The apparent change of heart followed years of GOP suspicion over the 2010 Affordable Care Act, which Republicans derided as “Obamacare,” only to see the label, as well as the program, become very popular.
For years, Republicans said they couldn’t trust Congress to keep the federal government’s promise to pay 90% of the expansion costs. They said the state’s Medicaid program — now with 2.7 million enrollees — had spent years overspending and was unprepared to take on more.
And essentially they argued that more people would become dependent on the government if they took advantage of Medicaid, which now mainly serves poor children and their parents and the elderly on low incomes.
Republicans say Medicaid spending in North Carolina is now largely under control, and they don’t think Congress will increase the state’s share of the cost by more than 10%. The state’s portion — perhaps as much as $600 million a year — can be covered by assessments of the state’s hospitals and insurance plans.

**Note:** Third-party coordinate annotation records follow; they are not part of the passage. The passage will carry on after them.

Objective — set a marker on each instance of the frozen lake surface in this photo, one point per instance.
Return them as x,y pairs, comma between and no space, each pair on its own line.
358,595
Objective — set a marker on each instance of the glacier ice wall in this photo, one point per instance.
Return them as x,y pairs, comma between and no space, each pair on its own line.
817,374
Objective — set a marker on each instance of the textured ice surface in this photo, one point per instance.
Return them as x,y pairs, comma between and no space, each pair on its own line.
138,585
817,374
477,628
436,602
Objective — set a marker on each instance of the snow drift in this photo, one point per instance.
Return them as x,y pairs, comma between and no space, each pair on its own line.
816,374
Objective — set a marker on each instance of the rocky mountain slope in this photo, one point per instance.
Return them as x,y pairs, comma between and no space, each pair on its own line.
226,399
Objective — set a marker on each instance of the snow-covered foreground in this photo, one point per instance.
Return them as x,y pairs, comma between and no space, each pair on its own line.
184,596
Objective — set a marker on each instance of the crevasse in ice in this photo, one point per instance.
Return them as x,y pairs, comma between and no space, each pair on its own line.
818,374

Interest also grew as the 2021 federal aid package COVID-19 provided a financial sweetener to encourage the remaining states to accept expansion. For North Carolina, whose tax coffers are already up to scratch thanks to a roaring economy, it would be an additional $1.5 billion in two years.

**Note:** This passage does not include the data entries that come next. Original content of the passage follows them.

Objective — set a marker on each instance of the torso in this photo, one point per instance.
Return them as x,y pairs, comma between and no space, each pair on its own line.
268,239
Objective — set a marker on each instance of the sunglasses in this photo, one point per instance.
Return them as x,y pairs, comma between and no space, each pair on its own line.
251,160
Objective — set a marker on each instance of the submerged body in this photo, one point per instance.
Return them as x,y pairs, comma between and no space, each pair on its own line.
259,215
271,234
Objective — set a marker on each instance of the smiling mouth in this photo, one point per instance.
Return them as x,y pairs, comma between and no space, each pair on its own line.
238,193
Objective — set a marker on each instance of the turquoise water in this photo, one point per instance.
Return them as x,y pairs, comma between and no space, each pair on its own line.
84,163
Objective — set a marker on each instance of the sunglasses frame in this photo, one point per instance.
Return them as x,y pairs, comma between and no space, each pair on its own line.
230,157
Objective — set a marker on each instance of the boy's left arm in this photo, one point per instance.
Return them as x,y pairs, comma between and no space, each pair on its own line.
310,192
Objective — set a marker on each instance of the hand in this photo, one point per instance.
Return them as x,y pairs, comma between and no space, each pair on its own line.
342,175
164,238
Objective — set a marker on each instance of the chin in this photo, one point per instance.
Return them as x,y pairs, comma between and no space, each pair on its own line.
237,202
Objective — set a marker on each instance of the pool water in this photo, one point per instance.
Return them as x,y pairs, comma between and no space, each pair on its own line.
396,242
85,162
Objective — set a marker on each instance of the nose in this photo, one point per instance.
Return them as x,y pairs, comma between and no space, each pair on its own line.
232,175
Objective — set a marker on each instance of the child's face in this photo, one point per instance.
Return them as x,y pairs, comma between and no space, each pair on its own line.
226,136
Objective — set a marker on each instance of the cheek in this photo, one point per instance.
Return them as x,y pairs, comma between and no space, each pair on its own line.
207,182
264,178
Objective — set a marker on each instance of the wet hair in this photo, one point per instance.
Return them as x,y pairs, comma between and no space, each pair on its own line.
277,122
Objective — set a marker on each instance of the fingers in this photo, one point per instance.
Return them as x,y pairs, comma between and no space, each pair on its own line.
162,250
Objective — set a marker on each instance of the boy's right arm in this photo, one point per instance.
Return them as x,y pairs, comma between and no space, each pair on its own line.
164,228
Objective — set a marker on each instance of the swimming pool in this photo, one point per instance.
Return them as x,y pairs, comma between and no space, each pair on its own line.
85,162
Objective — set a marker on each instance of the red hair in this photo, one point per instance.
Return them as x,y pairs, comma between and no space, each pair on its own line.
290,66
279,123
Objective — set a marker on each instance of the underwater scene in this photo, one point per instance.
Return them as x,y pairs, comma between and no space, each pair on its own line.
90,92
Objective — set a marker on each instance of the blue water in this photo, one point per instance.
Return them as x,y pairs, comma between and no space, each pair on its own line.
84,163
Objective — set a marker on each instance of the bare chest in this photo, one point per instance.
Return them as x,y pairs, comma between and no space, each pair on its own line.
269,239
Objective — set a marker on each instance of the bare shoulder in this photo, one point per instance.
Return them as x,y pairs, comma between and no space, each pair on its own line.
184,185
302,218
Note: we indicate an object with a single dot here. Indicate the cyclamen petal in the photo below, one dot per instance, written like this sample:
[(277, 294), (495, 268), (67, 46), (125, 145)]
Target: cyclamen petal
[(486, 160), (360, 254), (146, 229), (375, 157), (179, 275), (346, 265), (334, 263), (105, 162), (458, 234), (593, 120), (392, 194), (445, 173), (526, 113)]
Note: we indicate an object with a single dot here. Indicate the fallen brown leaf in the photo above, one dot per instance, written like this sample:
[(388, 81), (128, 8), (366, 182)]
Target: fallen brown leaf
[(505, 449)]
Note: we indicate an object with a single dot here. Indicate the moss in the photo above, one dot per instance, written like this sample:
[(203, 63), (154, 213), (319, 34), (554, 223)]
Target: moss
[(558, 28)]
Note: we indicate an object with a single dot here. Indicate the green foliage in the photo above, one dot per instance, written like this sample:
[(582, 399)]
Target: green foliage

“This is an opportunity to take federal dollars, actually provide savings to the state of North Carolina and increase access to health care,” House Speaker Tim Moore told colleagues in June. “I’d call that a pretty good trifecta to do those things.”
Cooper can also take credit for his perseverance. He has pushed for expansion nonstop since taking office in 2017, citing the economic shot in the arm that federal money would bring to rural hospitals, communities and families of the 600,000 residents who could qualify.
Cooper went so far as to veto the 2019 state budget because Moore and Berger would not commit to Medicaid talks. He signed this year, saying “we are closer than ever to an agreement on expanding Medicaid,” and a veto “would be counterproductive.”
A pivotal moment came after the 2020 election, when Cooper convened a bipartisan committee of medical, business and nonprofit leaders and state lawmakers who came up with “guiding principles” to improve health coverage.
“People with very different political views were willing to listen to those who come up with these issues from different backgrounds and different concerns,” said Mark McClellan, director of the Duke-Margolis Center for Health Policy at Duke University, who convened the committee. .
Another influencer was former Ohio governor John Kasich, who in March told a joint House and Senate committee how expansion has worked in his Republican state. The committee focused on the details, including how to increase the number of nurses, hospital beds and services in the state.
Negotiations between the House, Senate and Cooper were delayed this summer, mainly because the Senate wants regulatory changes aimed at providing even more access to services, which he says will lower costs.
They include giving nurse practitioners, certified midwives and others the ability to work independently of physicians, and scaling back “certificate of need” laws that critics say allow medical providers to limit competition that would reduce their revenues. can decrease.
Berger accuses hospitals of refusing to accept a compromise. The North Carolina Healthcare Association, which represents hospitals and health systems, said it is concerned about Berger’s bill but remains in favor of expanding.
“It’s positive that both chambers now support expansion, and right now hospitals hold the key to making this happen,” said Cooper spokesman Ford Porter.